# Machine Learning

This tutorial explains how to train a machine learning model in Safe-DS and use it to make predictions.

## Create a `TaggedTable`

First, we need to create a `TaggedTable` from the training data. `TaggedTable`s are used to train supervised machine learning models, because they keep track of the target
column. A `TaggedTable` can be created from a `Table` by calling the `tag_columns` method:

In [10]:
from safeds.data.tabular.containers import Table

training_set = Table({
    "a":      [3, 4,  8,  6, 5],
    "b":      [2, 2,  1,  6, 3],
    "c":      [1, 1,  1,  1, 1],
    "result": [6, 7, 10, 13, 9]
})

tagged_table = training_set.tag_columns(
    target_name="result"
)

## Create and train model

In this example, we want to predict the column `result`, which is the sum of `a`, `b`, and `c`. We will train a linear regression model with this training data. In Safe-DS, machine learning models are modeled as classes. First, their constructor must be called to configure hyperparameters, which returns a model object. Then, training is started by calling the `fit` method on the model object and passing the training data:

In [11]:
from safeds.ml.classical.regression import LinearRegression

model = LinearRegression()
fitted_model = model.fit(tagged_table)

## Predicting new values

The `fit` method returns the fitted model, the original model is **not** changed. Predictions are made by calling the `predict` method on the fitted model. The `predict` method takes a `Table` as input and returns a `Table` with the predictions:

In [12]:
test_set = Table({
    "a": [1, 1, 0, 2, 4],
    "b": [2, 0, 5, 2, 7],
    "c": [1, 4, 3, 2, 1]})

fitted_model.predict(dataset=test_set)


Unnamed: 0,a,b,c,result
0,1,2,1,4.0
1,1,0,4,2.0
2,0,5,3,6.0
3,2,2,2,5.0
4,4,7,1,12.0


## Metrics

A machine learning metric, also known as an evaluation metric, is a measure used to assess the performance of a machine learning model on a test set or is used during cross-validation to gain insights about performance and compare different models or parameter settings.
In `Safe-DS`, the available metrics are: `Accuracy`, `Confusion Matrix`, `F1-Score`, `Precision`, and Recall. Before we go through each of these in detail, we need an understanding of the different `components of evaluation metrics`.

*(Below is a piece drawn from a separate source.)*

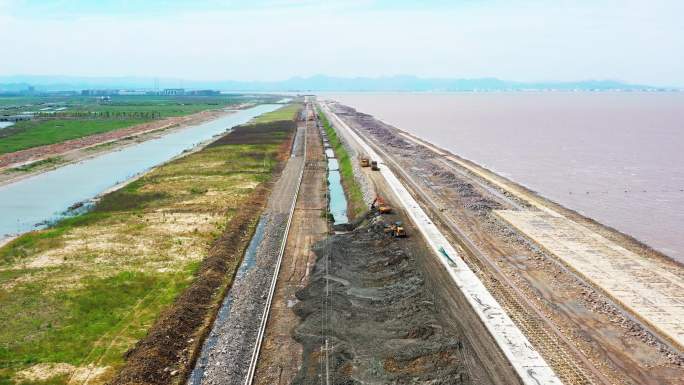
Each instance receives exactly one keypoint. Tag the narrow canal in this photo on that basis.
(36, 201)
(338, 201)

## Components of evaluation metrics

These are distinct elements or parts that contribute to the overall assessment of an evaluation measure.
* `True positives` TP: the positive tuples that the classifier correctly labeled.
* `False positives` FP : the negative tuples that were falsely labeled as positive.
* `True negatives` TN: the negative tuples that the classifier correctly labeled.
* `False negatives` FN: the positive tuples that were falsely labeled as negative.


## Accuracy
Accuracy, also known as `classification rate`, can be defined as the proportion of correctly classified instances out of the total number of instances. Formula: `Accuracy = (TP+TN)/(TP+FP+TN+FN)`.
* Accuracy is suitable when the classes are balanced and there is no significant class imbalance.
## Confusion Matrix
A confusion matrix is a table that is used to define the performance of a classification algorithm.It classifies the predictions to be either true positive, true negative, false positive or false negative.It has no Formula.
* It is useful for evaluating the performance of a classification model and understanding the types of errors it makes.
## F1-Score
The F1-Score is the harmonic mean of precision and recall. Formula: `F1-Score = 2PR/(P+R)`.
* The `F1-score` is suitable when there is an imbalance between the classes, especially when the values of the false positives and false negatives differs.
## Precision
The ability of a classification model to identify only the relevant data points.Formula: `P = TP / (TP+FP)`.
* Precision is useful when the focus is on minimizing the negative tuples that were falsely labeled as positive.
## Recall
Also known as `sensitivity` or `true positive rate`, is the ability of a classification model to identify all the relevant data points.Formula: `R = TP / (TP + FN)`.
* Recall is useful when the focus is on minimizing the positive tuples that were falsely labeled as negative..